Libertos sem ter a condição constitucional de cidadania, os negros não puderam integrar, por exemplo, o ensino público ou se valer de cuidados da saúde. Sem meios elementares de competição, não conseguiram concorrer com vantagens favoráveis dadas aos imigrantes que se aproveitaram da Lei de Terras de 1850. Reverso, numa relação de direitos invertidos, os brancos estrangeiros se integraram progressivamente, enquanto os “libertados”, sem educação formal e acesso ao trabalho, vagariam à margem do sistema. Em 1890, a Lei dos Vadios e Capoeiras, por exemplo, cuidava dos negros sem condições de pertencimento à sociedade de classes, e, assim inaugurava-se um problema continuado em nossa realidade: a prisão cheia de descendentes de escravos. E a marginalidade legal, consideremos, perdurou até 1951, com a Lei Afonso Arinos que enquadrou o racismo como crime. Ao longo de anos, sem direitos à participação legítima, a cultura branca cultivou mitos da democracia racial e os morros foram se enchendo de contingentes sem chances de pertencimento efetivo no corpo nacional. Ah, a democracia racial!... Ah o Brasil sem preconceitos...

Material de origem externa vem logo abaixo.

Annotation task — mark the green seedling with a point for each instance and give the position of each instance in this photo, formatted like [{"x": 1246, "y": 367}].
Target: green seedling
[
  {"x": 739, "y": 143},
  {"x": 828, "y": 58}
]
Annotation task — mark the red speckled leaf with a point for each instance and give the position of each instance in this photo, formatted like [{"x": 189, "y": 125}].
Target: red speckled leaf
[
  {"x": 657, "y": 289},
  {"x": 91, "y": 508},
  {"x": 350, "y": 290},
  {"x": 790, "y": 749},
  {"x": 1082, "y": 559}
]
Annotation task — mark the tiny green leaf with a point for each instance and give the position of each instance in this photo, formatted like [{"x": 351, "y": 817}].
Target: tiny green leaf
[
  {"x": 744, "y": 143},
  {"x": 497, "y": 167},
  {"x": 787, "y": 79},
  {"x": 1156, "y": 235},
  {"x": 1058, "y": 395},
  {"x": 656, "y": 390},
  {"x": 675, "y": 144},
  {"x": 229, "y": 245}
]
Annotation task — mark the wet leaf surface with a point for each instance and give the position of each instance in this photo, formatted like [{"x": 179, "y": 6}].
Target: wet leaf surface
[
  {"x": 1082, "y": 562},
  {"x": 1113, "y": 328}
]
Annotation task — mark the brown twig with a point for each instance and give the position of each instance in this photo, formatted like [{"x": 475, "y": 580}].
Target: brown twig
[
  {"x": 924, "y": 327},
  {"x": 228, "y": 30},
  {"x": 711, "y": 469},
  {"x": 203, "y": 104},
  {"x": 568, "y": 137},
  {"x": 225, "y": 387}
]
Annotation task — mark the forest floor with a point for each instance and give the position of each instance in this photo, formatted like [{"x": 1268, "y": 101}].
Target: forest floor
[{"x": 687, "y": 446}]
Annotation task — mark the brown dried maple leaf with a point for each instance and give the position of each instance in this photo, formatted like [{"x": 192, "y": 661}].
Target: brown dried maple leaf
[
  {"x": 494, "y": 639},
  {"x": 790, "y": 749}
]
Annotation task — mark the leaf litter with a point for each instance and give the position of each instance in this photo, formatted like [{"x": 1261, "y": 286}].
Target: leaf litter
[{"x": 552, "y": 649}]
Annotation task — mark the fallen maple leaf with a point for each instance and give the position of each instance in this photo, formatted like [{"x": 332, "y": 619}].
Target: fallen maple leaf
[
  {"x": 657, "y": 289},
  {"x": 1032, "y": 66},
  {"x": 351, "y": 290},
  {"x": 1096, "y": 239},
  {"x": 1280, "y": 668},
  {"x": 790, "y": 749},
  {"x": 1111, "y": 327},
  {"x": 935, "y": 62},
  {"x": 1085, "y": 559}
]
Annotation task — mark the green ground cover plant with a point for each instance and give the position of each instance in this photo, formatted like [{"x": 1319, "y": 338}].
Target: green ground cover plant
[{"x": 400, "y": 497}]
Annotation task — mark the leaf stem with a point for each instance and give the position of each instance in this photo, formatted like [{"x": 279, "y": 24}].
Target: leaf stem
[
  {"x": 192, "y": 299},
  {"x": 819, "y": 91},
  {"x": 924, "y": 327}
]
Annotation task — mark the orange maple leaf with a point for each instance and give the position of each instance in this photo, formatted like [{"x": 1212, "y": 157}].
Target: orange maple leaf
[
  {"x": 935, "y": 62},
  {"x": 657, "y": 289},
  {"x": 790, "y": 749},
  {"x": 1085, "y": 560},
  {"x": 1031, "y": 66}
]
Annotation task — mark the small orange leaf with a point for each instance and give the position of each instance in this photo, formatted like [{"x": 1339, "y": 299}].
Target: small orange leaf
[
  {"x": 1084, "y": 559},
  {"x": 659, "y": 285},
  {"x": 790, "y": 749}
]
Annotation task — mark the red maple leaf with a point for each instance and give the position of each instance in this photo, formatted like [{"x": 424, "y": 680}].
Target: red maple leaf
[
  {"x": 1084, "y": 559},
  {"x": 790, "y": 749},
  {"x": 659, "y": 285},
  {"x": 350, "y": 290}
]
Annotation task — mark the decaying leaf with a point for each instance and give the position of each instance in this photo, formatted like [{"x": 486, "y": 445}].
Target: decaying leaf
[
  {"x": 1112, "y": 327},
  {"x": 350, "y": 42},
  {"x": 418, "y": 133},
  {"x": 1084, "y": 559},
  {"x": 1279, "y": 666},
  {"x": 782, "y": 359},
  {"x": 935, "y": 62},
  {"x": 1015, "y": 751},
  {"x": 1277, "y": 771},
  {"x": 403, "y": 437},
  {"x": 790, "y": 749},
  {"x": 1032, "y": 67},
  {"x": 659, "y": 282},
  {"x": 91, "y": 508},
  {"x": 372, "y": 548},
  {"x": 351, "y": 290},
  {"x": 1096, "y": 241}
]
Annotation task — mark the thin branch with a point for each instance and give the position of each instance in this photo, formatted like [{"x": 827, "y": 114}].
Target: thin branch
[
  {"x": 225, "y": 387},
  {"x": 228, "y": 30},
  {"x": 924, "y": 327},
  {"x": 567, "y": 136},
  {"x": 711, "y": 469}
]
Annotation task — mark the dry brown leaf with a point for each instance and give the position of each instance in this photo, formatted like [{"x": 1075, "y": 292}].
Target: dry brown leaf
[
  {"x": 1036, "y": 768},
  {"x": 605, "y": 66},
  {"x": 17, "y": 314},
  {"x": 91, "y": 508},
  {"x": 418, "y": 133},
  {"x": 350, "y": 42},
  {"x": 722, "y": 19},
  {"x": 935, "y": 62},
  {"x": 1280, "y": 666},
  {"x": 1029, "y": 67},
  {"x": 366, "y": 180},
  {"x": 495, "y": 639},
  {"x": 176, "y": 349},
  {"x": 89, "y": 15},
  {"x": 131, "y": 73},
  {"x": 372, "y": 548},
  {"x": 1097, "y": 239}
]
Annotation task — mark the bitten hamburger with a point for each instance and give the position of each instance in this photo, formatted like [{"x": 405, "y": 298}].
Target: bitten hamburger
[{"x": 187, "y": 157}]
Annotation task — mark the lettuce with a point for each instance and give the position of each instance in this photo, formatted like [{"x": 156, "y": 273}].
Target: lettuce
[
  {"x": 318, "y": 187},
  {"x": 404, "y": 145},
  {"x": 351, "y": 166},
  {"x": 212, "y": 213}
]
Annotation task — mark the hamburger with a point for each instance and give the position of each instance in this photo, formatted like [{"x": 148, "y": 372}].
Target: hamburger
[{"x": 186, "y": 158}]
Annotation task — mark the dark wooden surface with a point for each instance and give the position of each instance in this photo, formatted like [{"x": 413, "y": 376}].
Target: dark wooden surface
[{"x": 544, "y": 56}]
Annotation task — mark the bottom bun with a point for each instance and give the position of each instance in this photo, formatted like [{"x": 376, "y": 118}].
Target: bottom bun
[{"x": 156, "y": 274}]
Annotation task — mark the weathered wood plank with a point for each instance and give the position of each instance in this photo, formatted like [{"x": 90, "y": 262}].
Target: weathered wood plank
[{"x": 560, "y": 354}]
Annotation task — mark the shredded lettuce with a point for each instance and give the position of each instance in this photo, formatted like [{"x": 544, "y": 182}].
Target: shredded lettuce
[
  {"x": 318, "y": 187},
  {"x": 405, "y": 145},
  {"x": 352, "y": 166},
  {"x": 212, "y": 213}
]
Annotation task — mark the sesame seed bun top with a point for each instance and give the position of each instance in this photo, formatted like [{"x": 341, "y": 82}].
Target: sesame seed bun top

Não haveria exagero algum em afirmar que estruturalmente fomos educados para não admitir que somos racistas crônicos e, agora, admitir a premência do reconhecimento de uma cultura de exclusão é o primeiro passo para que se consiga uma sociedade minimamente mais justa e pouco mais igualitária. Comecemos, pois por acatar nosso pecado original: a escravidão mal resolvida. A partir disto poderemos assumir que antirracismo não é ter um amigo ou um vizinho preto, tratar a empregada como alguém da família, ou criticar o que se vê nos Estados Unidos ou na África do Sul. Ser antirracista é, em primeiro lugar, assumir que fomos plasmados numa história que não nos permitiu ver o quanto cruel e violento fomos. Isto implica consentir nosso pecado original e revertê-lo. Falo de cotas raciais em primeiro lugar. Cotas, batismo da remissão necessária porque justa. Amém.